In those 128 times that “grace” appears after the gospels are so many gems about God’s grace:

Romans 5:20- “The law was brought in so that the trespass might increase. But where sin increased, grace increased all the more.”

Romans 6:14- “For sin shall no longer be your master, because you are not under the law, but under grace.”

2 Corinthians 9:8 (KJV)- “And God is able to make all grace abound toward you; that ye, always having all sufficiency in all things, may abound to every good work.”

2 Corinthians 12:9- “But he said to me, ‘My grace is sufficient for you, for my power is made perfect in weakness.’”

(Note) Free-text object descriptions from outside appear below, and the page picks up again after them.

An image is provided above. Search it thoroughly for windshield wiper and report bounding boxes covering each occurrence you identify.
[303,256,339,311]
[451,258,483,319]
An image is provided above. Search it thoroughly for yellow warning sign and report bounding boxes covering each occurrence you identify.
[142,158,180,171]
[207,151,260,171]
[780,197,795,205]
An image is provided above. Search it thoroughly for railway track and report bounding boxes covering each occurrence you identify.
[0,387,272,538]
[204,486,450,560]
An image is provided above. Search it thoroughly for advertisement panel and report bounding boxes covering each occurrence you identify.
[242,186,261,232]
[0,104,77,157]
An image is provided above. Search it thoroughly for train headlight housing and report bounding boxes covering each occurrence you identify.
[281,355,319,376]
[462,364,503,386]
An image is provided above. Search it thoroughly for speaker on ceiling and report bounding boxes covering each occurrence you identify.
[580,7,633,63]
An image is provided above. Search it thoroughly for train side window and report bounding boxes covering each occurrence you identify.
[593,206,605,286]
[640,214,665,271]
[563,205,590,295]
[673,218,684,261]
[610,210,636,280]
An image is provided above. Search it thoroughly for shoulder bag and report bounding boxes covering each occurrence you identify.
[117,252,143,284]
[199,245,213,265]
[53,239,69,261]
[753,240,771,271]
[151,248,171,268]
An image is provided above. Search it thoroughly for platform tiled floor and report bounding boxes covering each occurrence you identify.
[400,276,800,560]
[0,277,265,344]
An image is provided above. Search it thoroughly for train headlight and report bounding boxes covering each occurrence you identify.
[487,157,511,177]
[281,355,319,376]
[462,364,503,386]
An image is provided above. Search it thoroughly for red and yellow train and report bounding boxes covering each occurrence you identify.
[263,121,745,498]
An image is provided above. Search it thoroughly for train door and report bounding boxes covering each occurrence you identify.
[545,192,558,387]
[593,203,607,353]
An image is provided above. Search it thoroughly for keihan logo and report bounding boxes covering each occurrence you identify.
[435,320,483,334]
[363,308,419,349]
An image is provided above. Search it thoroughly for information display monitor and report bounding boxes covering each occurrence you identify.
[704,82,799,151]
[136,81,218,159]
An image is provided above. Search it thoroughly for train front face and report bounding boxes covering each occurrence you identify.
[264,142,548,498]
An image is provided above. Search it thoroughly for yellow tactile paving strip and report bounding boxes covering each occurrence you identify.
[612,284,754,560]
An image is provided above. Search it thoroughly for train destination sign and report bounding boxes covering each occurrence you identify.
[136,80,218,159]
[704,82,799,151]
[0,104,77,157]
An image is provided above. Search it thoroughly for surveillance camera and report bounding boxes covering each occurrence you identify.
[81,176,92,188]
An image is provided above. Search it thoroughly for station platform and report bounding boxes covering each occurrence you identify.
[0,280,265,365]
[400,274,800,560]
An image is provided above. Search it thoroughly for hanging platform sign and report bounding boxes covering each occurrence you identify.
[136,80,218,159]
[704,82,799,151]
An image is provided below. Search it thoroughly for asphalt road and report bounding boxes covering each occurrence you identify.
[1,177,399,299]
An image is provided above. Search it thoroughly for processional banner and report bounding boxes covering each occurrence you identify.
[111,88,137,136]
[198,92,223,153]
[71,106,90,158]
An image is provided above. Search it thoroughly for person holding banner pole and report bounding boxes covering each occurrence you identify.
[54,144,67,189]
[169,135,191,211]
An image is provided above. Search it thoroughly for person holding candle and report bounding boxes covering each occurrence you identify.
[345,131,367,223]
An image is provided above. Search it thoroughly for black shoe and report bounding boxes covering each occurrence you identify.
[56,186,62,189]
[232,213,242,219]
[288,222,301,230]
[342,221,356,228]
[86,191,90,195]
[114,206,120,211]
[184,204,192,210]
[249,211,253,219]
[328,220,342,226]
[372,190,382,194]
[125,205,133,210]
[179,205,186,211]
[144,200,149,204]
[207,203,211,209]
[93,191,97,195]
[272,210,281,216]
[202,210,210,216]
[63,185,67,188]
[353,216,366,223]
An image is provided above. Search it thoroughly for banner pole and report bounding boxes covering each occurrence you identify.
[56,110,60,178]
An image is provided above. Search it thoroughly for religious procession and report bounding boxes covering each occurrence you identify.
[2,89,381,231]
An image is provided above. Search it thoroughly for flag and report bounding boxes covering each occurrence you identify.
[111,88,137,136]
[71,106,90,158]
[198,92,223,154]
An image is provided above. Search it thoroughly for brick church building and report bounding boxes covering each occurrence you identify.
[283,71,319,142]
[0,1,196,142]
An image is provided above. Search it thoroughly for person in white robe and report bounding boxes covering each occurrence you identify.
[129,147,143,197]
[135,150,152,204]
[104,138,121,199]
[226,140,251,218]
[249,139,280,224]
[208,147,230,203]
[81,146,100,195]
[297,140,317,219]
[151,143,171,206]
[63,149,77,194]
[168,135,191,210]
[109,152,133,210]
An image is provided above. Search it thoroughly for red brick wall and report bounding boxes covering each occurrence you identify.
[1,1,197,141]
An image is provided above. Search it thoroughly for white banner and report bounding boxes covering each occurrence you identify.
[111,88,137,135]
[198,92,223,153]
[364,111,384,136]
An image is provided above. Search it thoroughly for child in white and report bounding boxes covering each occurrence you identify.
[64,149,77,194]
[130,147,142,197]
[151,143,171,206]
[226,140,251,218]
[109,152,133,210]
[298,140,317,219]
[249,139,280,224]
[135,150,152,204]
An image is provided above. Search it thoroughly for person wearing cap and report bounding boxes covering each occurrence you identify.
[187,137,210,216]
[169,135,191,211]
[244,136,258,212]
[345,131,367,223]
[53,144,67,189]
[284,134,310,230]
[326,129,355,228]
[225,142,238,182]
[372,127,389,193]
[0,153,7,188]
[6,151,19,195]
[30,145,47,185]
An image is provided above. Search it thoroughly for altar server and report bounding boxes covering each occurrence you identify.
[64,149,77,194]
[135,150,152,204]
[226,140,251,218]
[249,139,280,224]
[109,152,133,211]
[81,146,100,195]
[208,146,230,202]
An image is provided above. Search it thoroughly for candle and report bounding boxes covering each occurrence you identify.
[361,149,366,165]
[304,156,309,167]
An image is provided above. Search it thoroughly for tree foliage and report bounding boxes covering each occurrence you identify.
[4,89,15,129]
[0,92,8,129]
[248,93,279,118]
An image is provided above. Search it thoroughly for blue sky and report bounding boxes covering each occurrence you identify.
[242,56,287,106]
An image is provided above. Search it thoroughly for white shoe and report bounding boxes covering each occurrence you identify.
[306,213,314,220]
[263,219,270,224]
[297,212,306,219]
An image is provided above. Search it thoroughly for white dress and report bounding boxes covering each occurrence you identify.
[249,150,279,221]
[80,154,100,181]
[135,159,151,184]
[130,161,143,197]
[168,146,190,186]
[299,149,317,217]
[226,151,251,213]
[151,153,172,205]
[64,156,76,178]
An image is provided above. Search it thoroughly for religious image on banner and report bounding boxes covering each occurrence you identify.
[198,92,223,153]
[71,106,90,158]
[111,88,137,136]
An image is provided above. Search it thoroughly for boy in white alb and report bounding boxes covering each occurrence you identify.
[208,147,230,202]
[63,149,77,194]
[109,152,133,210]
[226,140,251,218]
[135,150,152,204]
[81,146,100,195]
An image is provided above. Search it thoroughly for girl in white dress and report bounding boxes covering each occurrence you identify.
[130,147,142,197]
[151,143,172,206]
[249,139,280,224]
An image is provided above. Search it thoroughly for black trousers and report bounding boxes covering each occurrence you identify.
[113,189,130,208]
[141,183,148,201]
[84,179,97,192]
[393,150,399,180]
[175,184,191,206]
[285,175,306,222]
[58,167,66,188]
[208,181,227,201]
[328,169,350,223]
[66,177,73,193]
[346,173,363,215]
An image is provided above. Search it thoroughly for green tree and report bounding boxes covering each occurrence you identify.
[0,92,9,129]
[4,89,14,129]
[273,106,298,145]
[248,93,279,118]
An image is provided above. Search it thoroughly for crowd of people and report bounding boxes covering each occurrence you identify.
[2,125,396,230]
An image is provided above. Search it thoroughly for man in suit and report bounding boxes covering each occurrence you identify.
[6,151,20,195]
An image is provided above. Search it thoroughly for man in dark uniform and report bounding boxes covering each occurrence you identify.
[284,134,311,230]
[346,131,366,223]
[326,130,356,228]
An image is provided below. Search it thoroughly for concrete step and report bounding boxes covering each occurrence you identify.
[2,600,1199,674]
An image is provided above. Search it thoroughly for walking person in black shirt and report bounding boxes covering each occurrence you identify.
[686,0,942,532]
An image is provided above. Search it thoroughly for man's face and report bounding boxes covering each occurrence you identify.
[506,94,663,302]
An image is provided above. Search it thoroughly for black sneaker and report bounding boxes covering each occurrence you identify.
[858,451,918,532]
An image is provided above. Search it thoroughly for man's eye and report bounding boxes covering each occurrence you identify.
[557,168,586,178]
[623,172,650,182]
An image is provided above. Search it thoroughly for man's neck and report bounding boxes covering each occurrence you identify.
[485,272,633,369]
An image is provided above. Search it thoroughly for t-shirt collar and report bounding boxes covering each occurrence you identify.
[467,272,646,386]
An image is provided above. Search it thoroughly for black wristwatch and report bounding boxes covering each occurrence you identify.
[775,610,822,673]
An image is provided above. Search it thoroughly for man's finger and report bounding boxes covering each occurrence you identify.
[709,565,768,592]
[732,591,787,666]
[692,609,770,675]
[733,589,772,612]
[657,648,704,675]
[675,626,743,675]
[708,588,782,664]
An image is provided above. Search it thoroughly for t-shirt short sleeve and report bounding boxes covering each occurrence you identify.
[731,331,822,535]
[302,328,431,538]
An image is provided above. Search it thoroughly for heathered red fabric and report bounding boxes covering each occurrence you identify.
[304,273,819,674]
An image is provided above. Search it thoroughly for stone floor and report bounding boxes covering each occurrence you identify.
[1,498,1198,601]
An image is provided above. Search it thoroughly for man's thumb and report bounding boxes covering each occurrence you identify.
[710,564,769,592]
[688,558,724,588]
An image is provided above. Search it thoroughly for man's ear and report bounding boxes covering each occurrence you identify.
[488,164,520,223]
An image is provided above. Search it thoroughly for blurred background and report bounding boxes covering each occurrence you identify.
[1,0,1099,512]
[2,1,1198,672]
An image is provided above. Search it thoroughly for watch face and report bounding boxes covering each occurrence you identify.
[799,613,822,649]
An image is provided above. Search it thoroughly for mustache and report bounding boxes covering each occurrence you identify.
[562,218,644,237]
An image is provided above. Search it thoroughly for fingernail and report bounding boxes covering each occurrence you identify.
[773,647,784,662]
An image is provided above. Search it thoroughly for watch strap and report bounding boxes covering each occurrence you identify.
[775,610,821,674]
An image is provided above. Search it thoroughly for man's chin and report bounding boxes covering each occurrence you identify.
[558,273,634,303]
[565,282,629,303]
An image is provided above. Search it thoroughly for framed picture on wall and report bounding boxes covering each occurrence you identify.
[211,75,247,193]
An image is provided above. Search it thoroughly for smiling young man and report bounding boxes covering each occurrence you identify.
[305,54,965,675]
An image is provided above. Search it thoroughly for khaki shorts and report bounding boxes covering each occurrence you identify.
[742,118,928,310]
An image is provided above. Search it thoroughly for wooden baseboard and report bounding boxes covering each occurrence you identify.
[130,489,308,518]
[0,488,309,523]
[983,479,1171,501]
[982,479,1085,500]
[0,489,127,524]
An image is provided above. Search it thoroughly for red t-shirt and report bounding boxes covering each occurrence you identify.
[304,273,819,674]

The law that leads to our shame over sin is no more; we live under the grace of Jesus Christ, who enables us to abound in His good works and who’s power to provide us with grace is increased in our struggles. This is not a license to sin freely, but it is a blessing to live free from the shame of our sin. When we mess up, instead of wallowing to the point of staying stuck in our shame, we should bring it to God so that He can replace it with His grace. When we do this, we no longer let guilt pile up to become the shame we wear daily. Instead, we are covered with the grace that Jesus died to give us, which silences the enemy’s lies about the terrible people he wants us to believe that we are.

The anxieties of pregnancy after loss and infertility can cause us to feel shame over our past. We can carry that shame into motherhood and feel like we’re never living up to the blessing God has bestowed. We believe that our sins have made us bad people and we use that to convince ourselves that God has chosen not to bless us, or that He will cause something tragic to happen because of who we are.

But when we replace our shame with God’s grace, we find joy in the fact that we have free, unearned favor in God’s eyes, given to us as a blessing through our salvation in Jesus. Let go of that shame by clinging to His grace today, and rejoice in His loving kindness!